Frazier's mind is focused on baseball, Redsfest
Third baseman not worried about his own contract situation
CINCINNATI -- Redsfest is often a time when both fans and players get back into thinking and talking about baseball for the first time during the offseason. That isn't the case for Reds third baseman Todd Frazier, who found himself watching video of his hitting while at home in New Jersey.
"I saw the home runs I hit last year. Why not look at that stuff and get excited?" Frazier said. "I'm getting the itch a little bit. I watched some old timers on MLB Network the other day hitting home runs. It's exciting. It's something you always dream of, playing baseball."
Frazier, 28, could be poised for a chance to be a Reds player for the long term, in what is a pivotal winter. He is arbitration eligible for the first time since breaking into the Major Leagues in 2011.
There have been no talks yet about a contract for Frazier. But a good baseline for where things might be headed came from Seattle this week, when the Mariners signed third baseman Kyle Seager to a seven-year, $100 million contract.
Seager, who turned 27 last month, also broke into the Majors in 2011. Last season, he posted a slash line of .268/.334/.454, with 25 home runs and 96 RBIs in 159 games. Lifetime, he's batting .262/.328/.429, with 70 homers and 264 RBIs.
Frazier has very similar numbers. He batted .273/.336/.459, with 25 homers and 80 RBIs in 2014. His slash line is .258/.325/.451 for his career, with 73 homers and 235 RBIs.

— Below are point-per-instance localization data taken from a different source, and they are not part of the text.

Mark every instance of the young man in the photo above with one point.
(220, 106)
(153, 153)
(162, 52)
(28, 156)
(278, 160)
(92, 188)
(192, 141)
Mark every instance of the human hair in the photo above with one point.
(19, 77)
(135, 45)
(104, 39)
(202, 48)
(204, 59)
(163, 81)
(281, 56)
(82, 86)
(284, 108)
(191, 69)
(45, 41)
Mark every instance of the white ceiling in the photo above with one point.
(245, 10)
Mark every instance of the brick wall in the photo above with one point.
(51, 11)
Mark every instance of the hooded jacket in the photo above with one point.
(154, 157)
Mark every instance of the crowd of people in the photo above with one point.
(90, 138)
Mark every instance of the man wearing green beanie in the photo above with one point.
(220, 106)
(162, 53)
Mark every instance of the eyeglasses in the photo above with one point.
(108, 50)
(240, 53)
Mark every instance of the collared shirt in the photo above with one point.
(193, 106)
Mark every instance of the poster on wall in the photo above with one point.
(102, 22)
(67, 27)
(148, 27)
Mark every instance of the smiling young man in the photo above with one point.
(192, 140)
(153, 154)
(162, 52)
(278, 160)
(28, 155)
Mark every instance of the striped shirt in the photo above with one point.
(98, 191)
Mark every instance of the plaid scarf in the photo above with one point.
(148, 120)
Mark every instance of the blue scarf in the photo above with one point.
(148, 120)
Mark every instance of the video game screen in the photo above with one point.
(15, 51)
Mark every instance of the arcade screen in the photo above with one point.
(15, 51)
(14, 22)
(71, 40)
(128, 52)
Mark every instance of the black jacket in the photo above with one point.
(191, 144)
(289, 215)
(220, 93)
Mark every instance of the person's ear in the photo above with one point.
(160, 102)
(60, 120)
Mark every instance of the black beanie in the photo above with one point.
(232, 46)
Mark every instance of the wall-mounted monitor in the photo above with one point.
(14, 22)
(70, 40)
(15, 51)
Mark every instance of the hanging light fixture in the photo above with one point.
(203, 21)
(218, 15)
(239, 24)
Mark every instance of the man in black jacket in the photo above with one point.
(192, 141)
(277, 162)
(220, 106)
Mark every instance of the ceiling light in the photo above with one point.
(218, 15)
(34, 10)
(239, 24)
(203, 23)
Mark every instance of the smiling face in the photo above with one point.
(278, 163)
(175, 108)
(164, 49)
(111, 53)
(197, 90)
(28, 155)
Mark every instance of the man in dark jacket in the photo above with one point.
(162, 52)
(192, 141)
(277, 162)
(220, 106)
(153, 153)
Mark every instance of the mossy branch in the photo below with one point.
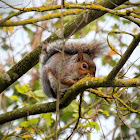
(70, 28)
(70, 95)
(76, 9)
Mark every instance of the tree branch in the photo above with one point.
(124, 58)
(70, 28)
(70, 95)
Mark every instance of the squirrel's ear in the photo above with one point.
(79, 56)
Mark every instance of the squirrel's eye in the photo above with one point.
(84, 66)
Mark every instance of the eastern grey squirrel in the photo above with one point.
(77, 63)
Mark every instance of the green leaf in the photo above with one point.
(24, 124)
(106, 113)
(39, 93)
(48, 118)
(23, 88)
(34, 121)
(14, 97)
(93, 125)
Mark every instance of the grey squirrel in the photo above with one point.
(77, 63)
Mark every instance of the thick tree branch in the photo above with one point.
(70, 95)
(70, 28)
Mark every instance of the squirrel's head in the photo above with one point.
(85, 64)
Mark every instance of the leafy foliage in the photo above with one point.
(16, 42)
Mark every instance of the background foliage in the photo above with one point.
(101, 118)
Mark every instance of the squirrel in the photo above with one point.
(77, 63)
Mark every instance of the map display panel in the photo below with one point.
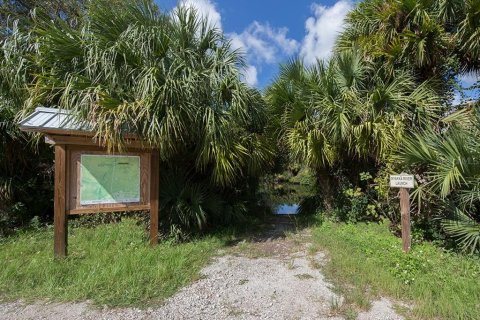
(108, 179)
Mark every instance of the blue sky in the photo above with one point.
(270, 32)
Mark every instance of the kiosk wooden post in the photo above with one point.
(154, 194)
(77, 154)
(59, 204)
(404, 182)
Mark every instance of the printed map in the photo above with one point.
(109, 179)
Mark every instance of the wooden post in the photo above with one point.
(405, 213)
(154, 202)
(60, 218)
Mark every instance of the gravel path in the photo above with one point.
(281, 282)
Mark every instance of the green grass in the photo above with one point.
(366, 261)
(110, 264)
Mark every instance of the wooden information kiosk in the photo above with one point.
(88, 179)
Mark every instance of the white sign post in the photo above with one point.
(404, 182)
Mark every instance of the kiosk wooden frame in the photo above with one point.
(71, 140)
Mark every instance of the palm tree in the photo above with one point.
(345, 115)
(171, 79)
(24, 164)
(435, 39)
(448, 163)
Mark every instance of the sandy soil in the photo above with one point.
(272, 277)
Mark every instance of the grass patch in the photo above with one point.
(366, 261)
(110, 264)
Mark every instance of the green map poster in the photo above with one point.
(109, 179)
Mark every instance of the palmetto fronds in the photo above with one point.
(451, 162)
(171, 79)
(433, 38)
(346, 108)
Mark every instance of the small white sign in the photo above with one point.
(402, 181)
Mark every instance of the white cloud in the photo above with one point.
(322, 30)
(263, 44)
(250, 75)
(206, 9)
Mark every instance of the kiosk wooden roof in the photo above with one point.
(73, 139)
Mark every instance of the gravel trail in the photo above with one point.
(280, 281)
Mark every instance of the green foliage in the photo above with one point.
(110, 264)
(435, 39)
(171, 79)
(25, 166)
(366, 262)
(345, 115)
(450, 173)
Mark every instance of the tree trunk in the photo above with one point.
(327, 184)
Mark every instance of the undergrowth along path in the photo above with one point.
(274, 274)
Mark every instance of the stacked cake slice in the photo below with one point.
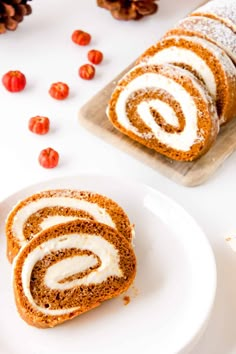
(183, 88)
(72, 250)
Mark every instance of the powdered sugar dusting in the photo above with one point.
(213, 31)
(224, 10)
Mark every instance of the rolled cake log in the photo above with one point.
(204, 59)
(69, 269)
(223, 11)
(47, 208)
(209, 29)
(167, 109)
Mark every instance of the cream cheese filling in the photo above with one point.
(23, 214)
(106, 252)
(179, 55)
(179, 141)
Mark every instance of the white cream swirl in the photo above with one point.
(104, 250)
(182, 140)
(100, 214)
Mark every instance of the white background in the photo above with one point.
(43, 50)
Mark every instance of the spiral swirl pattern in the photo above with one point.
(206, 61)
(48, 208)
(167, 109)
(69, 269)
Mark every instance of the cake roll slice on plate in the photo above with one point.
(167, 109)
(224, 11)
(205, 60)
(44, 209)
(69, 269)
(210, 29)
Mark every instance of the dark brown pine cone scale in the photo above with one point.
(129, 9)
(12, 12)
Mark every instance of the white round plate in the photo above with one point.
(171, 299)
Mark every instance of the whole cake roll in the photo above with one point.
(204, 59)
(69, 269)
(167, 109)
(44, 209)
(209, 29)
(224, 11)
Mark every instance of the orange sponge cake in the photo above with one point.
(204, 59)
(69, 269)
(210, 29)
(47, 208)
(223, 11)
(165, 108)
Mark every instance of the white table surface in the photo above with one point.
(43, 50)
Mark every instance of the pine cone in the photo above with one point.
(129, 9)
(12, 12)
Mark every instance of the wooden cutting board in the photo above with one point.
(92, 116)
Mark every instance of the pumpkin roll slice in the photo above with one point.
(224, 11)
(204, 59)
(44, 209)
(167, 109)
(69, 269)
(209, 29)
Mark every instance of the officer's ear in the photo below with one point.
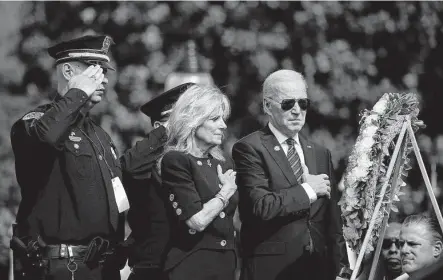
(157, 124)
(67, 71)
(266, 106)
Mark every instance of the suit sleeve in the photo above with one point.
(57, 120)
(255, 191)
(337, 245)
(177, 180)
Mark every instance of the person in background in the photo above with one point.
(421, 242)
(291, 223)
(68, 222)
(391, 251)
(147, 216)
(201, 189)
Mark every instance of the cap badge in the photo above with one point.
(75, 138)
(106, 44)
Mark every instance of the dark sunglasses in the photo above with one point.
(288, 104)
(387, 243)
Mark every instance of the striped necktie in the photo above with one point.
(294, 160)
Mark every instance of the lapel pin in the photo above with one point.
(74, 138)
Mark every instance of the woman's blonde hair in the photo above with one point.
(196, 105)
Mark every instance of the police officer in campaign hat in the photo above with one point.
(147, 215)
(68, 169)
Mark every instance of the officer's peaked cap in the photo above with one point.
(90, 49)
(164, 101)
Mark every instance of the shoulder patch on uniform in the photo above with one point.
(33, 115)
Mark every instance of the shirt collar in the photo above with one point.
(281, 138)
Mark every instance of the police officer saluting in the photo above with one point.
(69, 174)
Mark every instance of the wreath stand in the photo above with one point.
(393, 173)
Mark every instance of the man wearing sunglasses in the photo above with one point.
(291, 223)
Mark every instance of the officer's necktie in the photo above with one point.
(294, 160)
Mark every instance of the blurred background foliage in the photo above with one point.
(350, 52)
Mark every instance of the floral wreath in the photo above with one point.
(366, 171)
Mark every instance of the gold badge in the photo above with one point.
(74, 138)
(106, 44)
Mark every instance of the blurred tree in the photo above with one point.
(350, 52)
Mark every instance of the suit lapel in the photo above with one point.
(311, 163)
(277, 153)
(309, 154)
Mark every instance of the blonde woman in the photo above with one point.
(201, 188)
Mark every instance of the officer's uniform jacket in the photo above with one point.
(64, 166)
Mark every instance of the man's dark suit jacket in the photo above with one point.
(276, 214)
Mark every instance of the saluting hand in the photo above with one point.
(227, 180)
(319, 183)
(88, 81)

"I'm aware of it, of course," Frazier said when asked about Seager's deal. "Right now, I'm just worried about Redsfest. I've seen it. It's pretty cool. I'm aware of it. I'm just trying to help out the Reds and the community. That's all I can do, right now."
Frazier did his part, mingling with fans and signing autographs on Saturday. He spent time in a special room visiting kids battling cancer. Later, on the main stage, he teamed with Skip Schumaker to play a special edition of Reds Family Feud.
Meanwhile, Frazier is leaving the heavy lifting for a new contract to his representatives at CAA Sports.
"Hopefully, things work out," he said.